I had the honor of your favor by Post: The hounds you allude to arrived here in the midst of a hot war against their fraternity: they were not however friendless: your Acquaintance Doctr Cochran took very good care of them while they remained at this place & has sent them by Capt. Packard’s sloop to Mount Vernon. I make no doubt that they have got there safe.1
We have little news from Europe or elsewhere. Mr Otto came over in the last packett as chargé des affaires in the room of Mr Marbois who goes to the West Indies—We are informed the Chevalier de la Luzerne is to be here shortly in quality of Minister—The demand of the body of Longchamp is withdrawn.2
For some time past there has been very few States on the floor, of course very little has been done.

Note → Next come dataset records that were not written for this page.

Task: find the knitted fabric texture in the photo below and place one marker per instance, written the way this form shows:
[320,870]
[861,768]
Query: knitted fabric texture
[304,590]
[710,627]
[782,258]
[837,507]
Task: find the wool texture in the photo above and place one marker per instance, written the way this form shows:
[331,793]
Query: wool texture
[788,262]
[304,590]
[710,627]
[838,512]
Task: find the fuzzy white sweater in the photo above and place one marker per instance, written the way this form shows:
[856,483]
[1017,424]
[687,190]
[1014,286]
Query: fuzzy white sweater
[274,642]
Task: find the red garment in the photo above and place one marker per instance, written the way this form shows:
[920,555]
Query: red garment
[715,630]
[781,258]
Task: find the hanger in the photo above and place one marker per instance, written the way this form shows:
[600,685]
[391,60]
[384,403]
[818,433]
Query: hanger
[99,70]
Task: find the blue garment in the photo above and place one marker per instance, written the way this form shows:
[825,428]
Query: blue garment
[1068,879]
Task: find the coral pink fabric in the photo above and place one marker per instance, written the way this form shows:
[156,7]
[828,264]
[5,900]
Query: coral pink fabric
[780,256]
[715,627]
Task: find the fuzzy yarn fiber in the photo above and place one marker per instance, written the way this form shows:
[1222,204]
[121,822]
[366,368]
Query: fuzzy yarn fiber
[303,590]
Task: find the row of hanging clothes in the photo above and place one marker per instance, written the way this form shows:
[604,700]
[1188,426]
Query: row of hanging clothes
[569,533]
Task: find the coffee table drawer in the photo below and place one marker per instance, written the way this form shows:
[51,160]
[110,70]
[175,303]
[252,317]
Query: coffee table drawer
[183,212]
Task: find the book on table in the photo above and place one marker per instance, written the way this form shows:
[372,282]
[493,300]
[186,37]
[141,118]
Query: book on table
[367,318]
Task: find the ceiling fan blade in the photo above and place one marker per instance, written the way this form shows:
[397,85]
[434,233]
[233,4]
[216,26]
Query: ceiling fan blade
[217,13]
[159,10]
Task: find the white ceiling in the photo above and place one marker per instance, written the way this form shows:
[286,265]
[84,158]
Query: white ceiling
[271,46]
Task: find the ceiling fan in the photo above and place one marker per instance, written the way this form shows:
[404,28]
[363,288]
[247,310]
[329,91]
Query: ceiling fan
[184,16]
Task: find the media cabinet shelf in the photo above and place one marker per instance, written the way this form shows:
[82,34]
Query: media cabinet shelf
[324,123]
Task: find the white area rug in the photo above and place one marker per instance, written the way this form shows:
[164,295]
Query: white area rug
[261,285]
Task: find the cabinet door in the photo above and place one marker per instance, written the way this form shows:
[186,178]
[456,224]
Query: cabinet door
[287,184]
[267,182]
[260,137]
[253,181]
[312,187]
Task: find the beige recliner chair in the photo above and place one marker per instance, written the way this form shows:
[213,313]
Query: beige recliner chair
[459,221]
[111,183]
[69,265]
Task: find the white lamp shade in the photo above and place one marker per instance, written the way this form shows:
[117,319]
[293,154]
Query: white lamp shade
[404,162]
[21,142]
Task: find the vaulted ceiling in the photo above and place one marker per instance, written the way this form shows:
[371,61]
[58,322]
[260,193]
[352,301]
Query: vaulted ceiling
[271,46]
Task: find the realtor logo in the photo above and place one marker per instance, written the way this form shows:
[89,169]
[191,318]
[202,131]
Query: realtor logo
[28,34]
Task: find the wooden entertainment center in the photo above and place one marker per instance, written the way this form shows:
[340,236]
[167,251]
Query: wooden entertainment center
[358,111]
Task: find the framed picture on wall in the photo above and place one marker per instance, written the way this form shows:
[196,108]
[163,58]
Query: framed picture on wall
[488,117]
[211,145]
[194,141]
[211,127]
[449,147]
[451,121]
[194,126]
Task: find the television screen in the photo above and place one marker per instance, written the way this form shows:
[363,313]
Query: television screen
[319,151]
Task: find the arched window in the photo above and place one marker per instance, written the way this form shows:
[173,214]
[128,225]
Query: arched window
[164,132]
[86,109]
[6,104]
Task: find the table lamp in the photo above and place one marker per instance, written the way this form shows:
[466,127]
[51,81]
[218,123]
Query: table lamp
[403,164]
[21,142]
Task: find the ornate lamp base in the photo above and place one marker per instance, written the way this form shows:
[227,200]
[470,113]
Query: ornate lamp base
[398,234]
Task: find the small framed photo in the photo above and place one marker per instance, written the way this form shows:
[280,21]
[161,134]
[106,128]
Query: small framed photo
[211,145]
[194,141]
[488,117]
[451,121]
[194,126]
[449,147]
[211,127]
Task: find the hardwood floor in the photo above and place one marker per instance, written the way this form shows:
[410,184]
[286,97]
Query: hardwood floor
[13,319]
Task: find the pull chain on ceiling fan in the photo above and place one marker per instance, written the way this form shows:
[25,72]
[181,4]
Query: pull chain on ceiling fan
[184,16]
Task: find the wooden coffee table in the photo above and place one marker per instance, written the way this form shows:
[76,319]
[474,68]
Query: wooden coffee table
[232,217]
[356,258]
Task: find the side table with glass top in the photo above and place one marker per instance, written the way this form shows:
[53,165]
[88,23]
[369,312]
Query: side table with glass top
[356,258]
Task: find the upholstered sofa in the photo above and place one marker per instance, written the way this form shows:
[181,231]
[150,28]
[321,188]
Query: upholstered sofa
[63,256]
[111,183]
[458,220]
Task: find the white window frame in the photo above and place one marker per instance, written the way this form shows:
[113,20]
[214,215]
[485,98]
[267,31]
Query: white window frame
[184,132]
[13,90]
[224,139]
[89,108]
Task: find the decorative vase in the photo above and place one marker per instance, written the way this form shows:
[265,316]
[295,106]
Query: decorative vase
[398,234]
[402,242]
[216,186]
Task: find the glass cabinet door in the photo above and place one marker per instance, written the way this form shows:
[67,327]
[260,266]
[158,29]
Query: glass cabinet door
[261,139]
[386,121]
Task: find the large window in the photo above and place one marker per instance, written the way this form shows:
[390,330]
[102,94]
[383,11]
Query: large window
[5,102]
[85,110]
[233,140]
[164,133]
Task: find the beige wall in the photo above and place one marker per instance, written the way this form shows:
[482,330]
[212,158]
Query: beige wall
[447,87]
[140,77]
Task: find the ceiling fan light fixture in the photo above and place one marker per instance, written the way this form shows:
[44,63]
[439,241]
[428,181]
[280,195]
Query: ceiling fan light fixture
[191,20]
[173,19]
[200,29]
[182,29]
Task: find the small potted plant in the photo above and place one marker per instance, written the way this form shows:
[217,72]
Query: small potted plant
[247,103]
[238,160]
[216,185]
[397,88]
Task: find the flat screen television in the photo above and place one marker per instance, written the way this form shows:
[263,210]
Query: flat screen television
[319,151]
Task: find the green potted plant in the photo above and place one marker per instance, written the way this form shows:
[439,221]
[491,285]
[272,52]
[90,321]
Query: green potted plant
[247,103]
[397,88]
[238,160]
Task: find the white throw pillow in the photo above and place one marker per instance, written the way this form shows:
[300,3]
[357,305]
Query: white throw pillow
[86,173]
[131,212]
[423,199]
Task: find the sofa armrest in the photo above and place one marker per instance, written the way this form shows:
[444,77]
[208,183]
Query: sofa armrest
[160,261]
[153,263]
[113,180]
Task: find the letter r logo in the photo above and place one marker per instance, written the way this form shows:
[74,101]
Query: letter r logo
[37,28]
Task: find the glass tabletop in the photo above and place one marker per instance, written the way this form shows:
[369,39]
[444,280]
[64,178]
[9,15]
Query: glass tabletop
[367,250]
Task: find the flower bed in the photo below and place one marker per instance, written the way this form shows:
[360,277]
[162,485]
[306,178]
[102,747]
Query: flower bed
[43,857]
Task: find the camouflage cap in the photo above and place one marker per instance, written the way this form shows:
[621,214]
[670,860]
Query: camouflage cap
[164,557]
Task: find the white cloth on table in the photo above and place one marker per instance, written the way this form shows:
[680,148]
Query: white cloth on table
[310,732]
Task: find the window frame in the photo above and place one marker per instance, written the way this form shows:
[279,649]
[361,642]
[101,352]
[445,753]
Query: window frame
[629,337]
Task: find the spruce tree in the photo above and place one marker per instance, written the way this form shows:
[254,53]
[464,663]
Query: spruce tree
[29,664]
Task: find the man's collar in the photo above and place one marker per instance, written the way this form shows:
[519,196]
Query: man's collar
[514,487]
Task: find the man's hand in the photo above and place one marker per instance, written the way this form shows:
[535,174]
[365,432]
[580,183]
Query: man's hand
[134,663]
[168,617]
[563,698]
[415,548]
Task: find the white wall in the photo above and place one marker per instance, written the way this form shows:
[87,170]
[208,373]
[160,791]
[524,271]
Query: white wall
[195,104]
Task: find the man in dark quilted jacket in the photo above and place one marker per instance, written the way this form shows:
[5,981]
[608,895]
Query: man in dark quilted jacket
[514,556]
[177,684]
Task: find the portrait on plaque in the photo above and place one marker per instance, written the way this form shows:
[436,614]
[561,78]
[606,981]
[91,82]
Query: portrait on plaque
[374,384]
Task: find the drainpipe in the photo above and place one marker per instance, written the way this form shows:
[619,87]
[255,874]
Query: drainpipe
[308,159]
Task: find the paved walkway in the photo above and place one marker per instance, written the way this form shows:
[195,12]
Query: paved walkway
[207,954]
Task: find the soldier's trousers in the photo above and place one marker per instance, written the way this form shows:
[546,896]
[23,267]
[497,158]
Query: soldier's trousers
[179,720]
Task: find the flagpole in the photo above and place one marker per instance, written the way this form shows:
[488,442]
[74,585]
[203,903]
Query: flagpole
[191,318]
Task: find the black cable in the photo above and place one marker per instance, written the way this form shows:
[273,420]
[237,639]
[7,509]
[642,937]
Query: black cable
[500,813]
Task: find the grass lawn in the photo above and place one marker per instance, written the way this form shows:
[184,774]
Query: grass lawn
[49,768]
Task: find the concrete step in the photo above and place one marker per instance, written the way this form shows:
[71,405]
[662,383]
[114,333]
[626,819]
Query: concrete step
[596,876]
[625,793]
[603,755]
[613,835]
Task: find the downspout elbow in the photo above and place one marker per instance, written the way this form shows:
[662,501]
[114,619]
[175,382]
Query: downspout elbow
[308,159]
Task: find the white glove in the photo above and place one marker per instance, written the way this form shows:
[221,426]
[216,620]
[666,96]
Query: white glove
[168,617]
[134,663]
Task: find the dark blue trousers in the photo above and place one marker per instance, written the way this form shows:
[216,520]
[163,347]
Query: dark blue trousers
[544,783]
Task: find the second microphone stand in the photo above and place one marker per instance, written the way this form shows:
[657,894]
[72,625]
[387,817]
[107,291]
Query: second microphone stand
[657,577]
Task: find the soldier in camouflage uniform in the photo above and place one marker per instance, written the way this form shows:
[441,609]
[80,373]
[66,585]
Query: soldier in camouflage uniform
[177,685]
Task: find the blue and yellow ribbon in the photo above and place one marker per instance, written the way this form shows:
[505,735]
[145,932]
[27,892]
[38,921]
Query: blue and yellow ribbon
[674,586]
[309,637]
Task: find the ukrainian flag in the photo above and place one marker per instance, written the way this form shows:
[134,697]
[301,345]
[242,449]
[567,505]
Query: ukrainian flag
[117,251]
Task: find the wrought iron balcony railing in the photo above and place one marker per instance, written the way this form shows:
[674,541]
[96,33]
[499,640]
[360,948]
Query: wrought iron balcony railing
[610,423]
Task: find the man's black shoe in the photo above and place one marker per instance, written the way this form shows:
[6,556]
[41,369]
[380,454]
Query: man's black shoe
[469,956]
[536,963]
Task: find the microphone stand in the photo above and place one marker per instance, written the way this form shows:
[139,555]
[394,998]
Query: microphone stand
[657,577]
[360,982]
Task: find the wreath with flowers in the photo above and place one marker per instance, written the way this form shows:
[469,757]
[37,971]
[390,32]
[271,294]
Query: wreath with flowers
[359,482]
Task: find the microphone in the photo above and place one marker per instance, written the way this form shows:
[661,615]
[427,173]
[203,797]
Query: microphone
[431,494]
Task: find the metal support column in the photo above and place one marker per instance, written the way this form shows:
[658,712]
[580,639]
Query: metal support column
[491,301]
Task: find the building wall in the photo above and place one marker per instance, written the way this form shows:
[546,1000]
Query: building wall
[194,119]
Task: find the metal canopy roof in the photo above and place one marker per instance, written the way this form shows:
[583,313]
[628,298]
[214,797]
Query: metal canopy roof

I am happy to hear that after inspection, you are of opinion the obstructions on the Potowmac, are not greater than you had supposed them to be. I have the honor to be With the highest respect Yr Affect. fd & Most Obed. servt
1. For the French hounds, which arrived at Mount Vernon on 24 Aug., see note 1 in GW to Grayson, 22 August. On 4 Aug. the New-York, or the Weekly Register urged calm in the city “at a time when terror is excited, by a variety of reports respecting MAD DOGS, and thereby conjuring up imaginary ills, calculated to disturb the minds of people whose nervous system is not very strong.”
2. Louis-Guillaume Otto, comte de Mosloy (1754–1817), arrived in New York on 25 Aug. to replace Barbé de Marbois as the French chargé d’affaires, a post he held until his return to France in 1792.